Heat shocked and dechorionated embryos were collected at 3dpf. To deyolk embryos, a borosilicate injection needle was used to mechanically disrupt yolks. Embryos were next washed in deyolking buffer without calcium (Link et al., 2006), spun at 300rcf and washed in wash buffer (110mM NaCl, 3.5mM KCl, 2.7mM CaCl2, 10mM Tris/Cl) containing Complete Mini protease inhibitor mixture (Roche Diagnostics). Deyolked embryos were lysed with modified LeMeer’s Lysis Buffer (50mM Tris pH 7.5, 150mM NaCl, 1mM EDTA, 1% IGEPAL, 0.1% sodium deoxycholate) supplemented with Complete Mini protease inhibitor cocktail (Lemeer et al., 2007) before being centrifuged at low speed and sonicated by a Sonic Dismembranator Model 300 (Fisher Scientific). Using manufacturer’s protocol, protein samples were gel electrophoresed using 4–12% Bis-Tris gel and transferred onto PVDF membrane (Invitrogen NuPage system). Blots were incubated 1:5000 anti-myc (abcam ab9106), followed by 1:5000 horse anti-mouse HRP secondary (Cell Signaling Technology 7076). Blots were imaged via the Super Signal West Femto visualization system (Life Sciences) on an ImageQuant LAS4000 machine (GE Life Sciences). Following imaging of myc antibody labeling, blots were stripped for 15 minutes in Restore Western Blot Stripping Buffer (Thermo Scientific 21059) and reprobed with 1:5000 anti-actin (calbiochem cp01).

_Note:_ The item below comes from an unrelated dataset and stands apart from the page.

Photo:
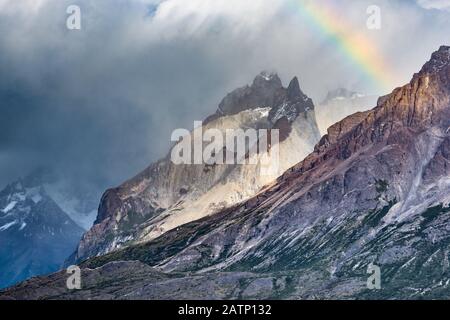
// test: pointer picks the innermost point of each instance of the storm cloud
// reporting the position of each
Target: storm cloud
(100, 103)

Embryos were fixed in 4% paraformaldehyde overnight at 4°C, sucrose-protected, and embedded in OCT tissue-freezing medium (TBS, Inc.) before being sectioned at 14µm on a Leica CM1850 crysotat. Sections were rehydrated in 1XPBS for 5 minutes, and blocked in 5% normal goat serum in PBS for 2 hours at room temperature. Sections were stained with 1:500 TOPRO or 1:500 DAPI (Life Technologies) for 9 minutes at room temperature, washed 3× with PBS, and mounted with Vectashield (Vector Laboratories). Images were obtained with a 63× objective on a Leica SP5 confocal microscope. Antibodies used in this study include Rac1 (Milipore, 05-389) and myc (Abcam, ab9106). Phalloidin (Thermo Fisher, A22284) was used at a 1:33 dilution.

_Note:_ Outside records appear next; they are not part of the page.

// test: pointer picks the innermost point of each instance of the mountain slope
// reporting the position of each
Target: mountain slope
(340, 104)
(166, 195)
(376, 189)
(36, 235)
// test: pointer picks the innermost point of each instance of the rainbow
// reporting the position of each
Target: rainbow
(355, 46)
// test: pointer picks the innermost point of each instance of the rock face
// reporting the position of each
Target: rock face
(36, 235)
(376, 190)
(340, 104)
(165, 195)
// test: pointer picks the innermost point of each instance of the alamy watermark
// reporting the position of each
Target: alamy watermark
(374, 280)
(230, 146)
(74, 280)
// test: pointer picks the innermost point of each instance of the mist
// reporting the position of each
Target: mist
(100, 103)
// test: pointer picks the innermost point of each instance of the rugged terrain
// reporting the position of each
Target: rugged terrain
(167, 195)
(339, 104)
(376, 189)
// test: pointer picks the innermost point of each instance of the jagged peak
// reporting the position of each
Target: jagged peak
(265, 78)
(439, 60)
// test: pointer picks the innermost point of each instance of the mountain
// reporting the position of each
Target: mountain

We thank members of the Gross lab and Dr. Steve Ekker for helpful comments and suggestions on this work, Ryoko Minowa for fish maintenance and Phil Anselmo and Nick Cave for technical assistance. This work was supported by NIH RO1 EY18005 to JMG, NIH CORE Grant P30 EY08098 to the Department of Ophthalmology at the University of Pittsburgh School of Medicine and a Knights Templar Pediatric Ophthalmology Fellowship to EM. Zebrafish were obtained from ZIRC, which is supported by NIH-NCRR Grant P40 RR012546. We acknowledge additional support from the Eye and Ear Foundation of Pittsburgh and from an unrestricted grant from Research to Prevent Blindness, New York, NY.